A psychologist named Money recommended Bruce was raised as a girl instead. He believed that babies were not born with their gender, and that it was upbringing that made them masculine or feminine. When he was 17 months old, he had his testes removed. He was re-named Brenda by his parents, who then began to treat him as a girl.
Money frequently interviewed and observed Brenda. He reported that she had adapted to her new gender role well. However, When Brenda reached puberty, there were some problems. To begin with, she needed to be given hormones to help her to develop a more feminine shape (e.g. breasts and hips). Despite this, she was said to have quite a masculine appearance and masculine mannerisms. Brenda later reported that she had felt like a man inside. For example she found other girls attractive and rejected boys who were interested in her. She preferred more masculine activities, such as sports, and wanting to 'hang out' with her brother.
At the age of 13, life had become so difficult for Brenda that her parents decided to tell her the truth about her past. When Brenda found out she had been born a boy she was actually quite relieved. It helped to explain the strange feelings she had about her gender. Soon after finding out about her true sex, Brenda decided to live the rest of her life as a man. She renamed herself David. Eventually, David ended up having a penis reconstructed, married a women and became a father by adopting her children. Diamond and Sigmundson concluded that the effect of David's chromosomes had outweighed the attempts to socialise him as a girl. In other words, gender is more a product of nature then nurture.
Difficult to generalise. The sample was one individual of one sex and it also does not mean that other boys might not be able to socialise to their new gender role. Bruce may have been an exception to the rule.
Naturally occurring variables (Lack of control of key variables). He had a twin brother who looked like him. This gave him a masculine role model that he could easily imitate. He was raised as a boy for over a year and a half. Ideally, he should have been raised as a girl from birth.
Applications of research into sex and gender:
Equal opportunities for the sexes:
Research into sex and gender is important for real life situations. It is crucial that psychologists discover which gender differences, if any, children are born with. The point is that if males and females naturally have different strengths and abilities then there is little we can do about this. However, if males and females are born more or less the same, then they can potentially achieve the same kinds of things.

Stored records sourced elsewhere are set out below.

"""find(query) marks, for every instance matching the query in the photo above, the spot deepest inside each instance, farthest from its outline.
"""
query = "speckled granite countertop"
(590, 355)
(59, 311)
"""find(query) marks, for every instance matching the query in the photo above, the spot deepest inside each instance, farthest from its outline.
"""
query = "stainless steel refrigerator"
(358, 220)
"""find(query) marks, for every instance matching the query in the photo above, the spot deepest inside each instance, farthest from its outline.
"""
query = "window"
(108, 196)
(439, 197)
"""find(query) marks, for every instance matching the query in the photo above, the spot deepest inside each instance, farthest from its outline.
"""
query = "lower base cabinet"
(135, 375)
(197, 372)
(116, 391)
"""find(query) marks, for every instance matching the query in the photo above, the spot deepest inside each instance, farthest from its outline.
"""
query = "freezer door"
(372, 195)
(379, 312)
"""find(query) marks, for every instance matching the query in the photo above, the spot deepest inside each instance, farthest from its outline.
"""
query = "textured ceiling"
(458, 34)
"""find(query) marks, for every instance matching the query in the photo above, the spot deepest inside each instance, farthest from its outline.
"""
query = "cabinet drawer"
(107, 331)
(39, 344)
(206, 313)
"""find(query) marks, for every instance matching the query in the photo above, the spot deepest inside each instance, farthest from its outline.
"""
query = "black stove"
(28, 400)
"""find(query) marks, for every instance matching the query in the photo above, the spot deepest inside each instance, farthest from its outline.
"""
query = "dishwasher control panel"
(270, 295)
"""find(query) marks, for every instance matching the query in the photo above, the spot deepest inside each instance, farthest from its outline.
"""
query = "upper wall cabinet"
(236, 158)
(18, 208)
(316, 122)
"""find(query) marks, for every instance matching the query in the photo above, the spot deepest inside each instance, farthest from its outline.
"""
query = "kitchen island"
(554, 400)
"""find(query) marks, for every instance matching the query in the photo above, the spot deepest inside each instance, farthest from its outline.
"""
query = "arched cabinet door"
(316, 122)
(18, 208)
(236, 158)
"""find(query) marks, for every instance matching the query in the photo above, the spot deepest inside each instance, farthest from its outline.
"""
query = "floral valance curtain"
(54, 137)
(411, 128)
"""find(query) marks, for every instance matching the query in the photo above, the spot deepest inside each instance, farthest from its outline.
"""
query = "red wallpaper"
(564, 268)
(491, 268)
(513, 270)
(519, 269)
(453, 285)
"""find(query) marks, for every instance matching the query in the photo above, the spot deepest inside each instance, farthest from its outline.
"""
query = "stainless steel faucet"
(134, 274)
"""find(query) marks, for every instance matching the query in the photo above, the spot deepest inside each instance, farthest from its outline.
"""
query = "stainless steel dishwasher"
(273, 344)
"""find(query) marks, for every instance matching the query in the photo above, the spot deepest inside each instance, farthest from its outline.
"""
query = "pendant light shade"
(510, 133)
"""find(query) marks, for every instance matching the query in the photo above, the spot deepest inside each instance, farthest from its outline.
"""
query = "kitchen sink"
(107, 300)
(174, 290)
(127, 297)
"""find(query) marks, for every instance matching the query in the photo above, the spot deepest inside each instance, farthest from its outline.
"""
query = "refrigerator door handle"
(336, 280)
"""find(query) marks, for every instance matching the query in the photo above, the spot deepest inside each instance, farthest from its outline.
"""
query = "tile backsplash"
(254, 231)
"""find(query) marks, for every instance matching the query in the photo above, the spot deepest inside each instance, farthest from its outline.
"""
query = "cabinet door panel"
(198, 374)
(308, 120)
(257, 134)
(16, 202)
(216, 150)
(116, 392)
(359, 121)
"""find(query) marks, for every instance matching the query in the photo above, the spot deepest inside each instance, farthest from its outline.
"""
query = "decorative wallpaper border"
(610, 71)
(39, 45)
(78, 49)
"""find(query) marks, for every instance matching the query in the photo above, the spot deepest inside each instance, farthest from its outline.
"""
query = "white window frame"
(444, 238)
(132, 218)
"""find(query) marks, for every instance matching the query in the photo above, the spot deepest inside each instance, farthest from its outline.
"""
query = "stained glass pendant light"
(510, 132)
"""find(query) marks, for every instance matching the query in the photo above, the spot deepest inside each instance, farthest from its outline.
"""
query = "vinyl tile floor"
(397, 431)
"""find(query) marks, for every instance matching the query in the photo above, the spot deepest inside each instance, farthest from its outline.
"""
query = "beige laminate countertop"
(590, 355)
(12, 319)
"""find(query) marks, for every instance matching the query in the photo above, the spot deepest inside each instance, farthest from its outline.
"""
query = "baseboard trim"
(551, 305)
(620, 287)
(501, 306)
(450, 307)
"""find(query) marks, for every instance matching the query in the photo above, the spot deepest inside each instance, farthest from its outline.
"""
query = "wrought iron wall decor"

Applications of research into sex and gender: (Con
Equal opportunities in education:
There are still a lot of debates about how different females and males are. As we have seen in this chapter, there is also still a lot of debates about whether differences are natural or socialised. This debate is particularly relevant to equal opportunities for the sexes. If males and females are essentially the same, then we just need to give them the same opportunities to succeed. However, what happens if one sex has a natural advantage over the other sex?
We may need to use positive discrimination to create positive discrimination to create better opportunities for the disadvantage sex. For example, what if boys naturally struggle with reading and writing more than girls do? Similarly, if girls struggle more with mathematical tasks. Schools should put in more resources to help them for their specific needs.
Applications of research into sex and gender: (Con
Equal opportunities in work:
Despite the fact that females perform better than males in education, it is men that seem to do better in the workspace in terms of promotion and pay. This may suggest that there is a need for more equal opportunities in the workplace.